SSDS?
The Sloan Digital Sky Survey is a multi-spectral series of survies of the sky at Apache Point Observatory in New Mexico (and Chile for the southern hemisphere.) It’s simply a big camera that captures photos of the sky and puts them together to make a 3D map of the cosmos. And in doing so, it captures the spectra—the fingerprint—of all of the different objects in the nightsky. The SDSS has mapped a third of the nightsky to this day, and lucky for us, all of its data are available to us. I’m using the SDSS-17 dataset from Kaggle, which is based on Data Release 17 of December 2021.
Spectral?
Stars—and galaxies and quasars—emit electromagentic radiation throughout their existance, which differ depending on their type, magnitude, and distance to us.
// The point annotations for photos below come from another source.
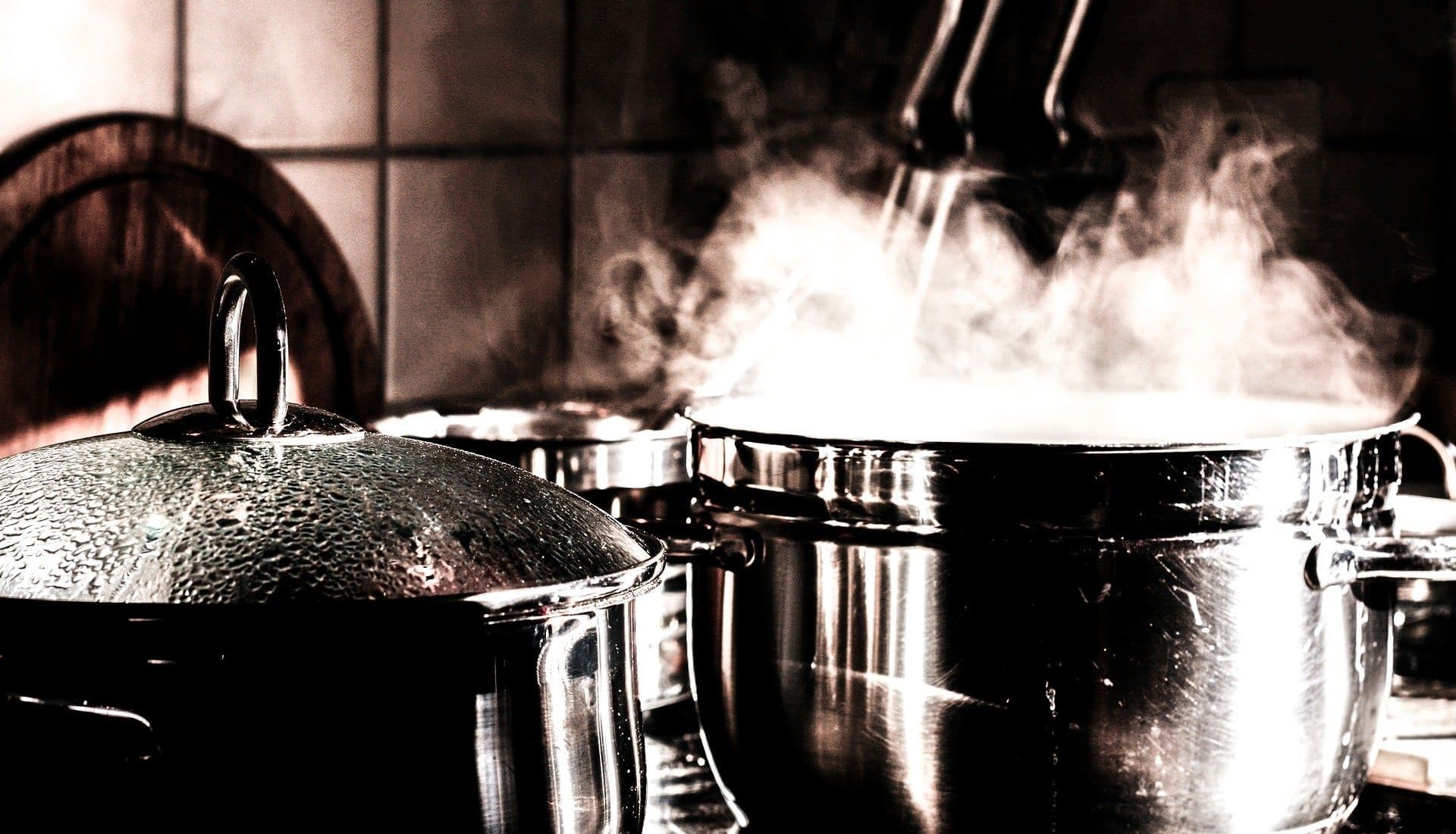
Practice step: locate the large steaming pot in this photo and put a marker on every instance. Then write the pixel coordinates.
(256, 616)
(635, 472)
(1040, 638)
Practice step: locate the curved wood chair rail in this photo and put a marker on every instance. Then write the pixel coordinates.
(112, 234)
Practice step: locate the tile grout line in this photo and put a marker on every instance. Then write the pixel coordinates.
(568, 204)
(382, 190)
(180, 61)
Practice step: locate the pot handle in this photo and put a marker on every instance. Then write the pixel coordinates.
(705, 544)
(1341, 562)
(118, 735)
(249, 274)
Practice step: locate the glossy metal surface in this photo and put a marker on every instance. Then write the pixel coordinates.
(635, 473)
(683, 798)
(360, 718)
(1030, 638)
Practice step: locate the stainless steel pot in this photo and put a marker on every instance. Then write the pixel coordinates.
(246, 616)
(635, 472)
(1047, 638)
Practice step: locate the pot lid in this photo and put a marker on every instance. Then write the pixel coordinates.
(268, 503)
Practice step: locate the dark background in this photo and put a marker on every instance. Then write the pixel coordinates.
(478, 162)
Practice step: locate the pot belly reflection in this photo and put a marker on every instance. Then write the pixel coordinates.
(410, 718)
(1111, 688)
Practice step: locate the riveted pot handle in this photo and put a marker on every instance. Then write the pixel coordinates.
(1388, 558)
(1345, 562)
(249, 274)
(727, 547)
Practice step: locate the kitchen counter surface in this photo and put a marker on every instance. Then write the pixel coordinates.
(683, 799)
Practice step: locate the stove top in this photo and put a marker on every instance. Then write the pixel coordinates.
(683, 798)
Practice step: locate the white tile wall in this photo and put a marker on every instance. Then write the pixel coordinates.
(475, 274)
(61, 58)
(346, 196)
(476, 72)
(297, 73)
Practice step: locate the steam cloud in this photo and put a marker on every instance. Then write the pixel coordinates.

The SDSS-17 dataset cosnists of photometric magnitudes, which means it’s showing how “bright” the radiation is when looking through different lenses. It also includes features such as the right acension (α) and declination (δ) of the celestial objects. However, like the object IDs and the other additional columns, I dropped these since they aren’t fo interest and risk poisoning the results. The features of interest in the dataset are:
- u (ultraviolet)
- g (green)
- r (red)
- i (infrared)
- z (near-infrared)
- redshift
By far, redshift will be the dominant feature in the classifier. This is expected since, generally, stars will be closer to us (& relatively stationary) and have a lower redshift, then galaxies then quasars are the farthest and fastest moving, having the highest redshift values.
Implementation
I used a Random Forest Classifier from the sklearn library to classify the ceelstial objects. All of the code below can be found in a Jupyter notebook here.
Preprocessing
First things, I set the values of the X-axis to the features of interest (i.e., u, g, r, i, z, and redshift) adn the Y to the class column (i.e., star, galaxy, or quasar). I then applied a label encoder to transform the classes into 0 (GALAXY), 1 (QSO), 2 (STAR). And transformed the X-axis data into a standard scale. Finally, I split the data with a test size of 20%, making sure to stratify the classes because the data is imbalanced with galaxies composing ~60% of the datasets.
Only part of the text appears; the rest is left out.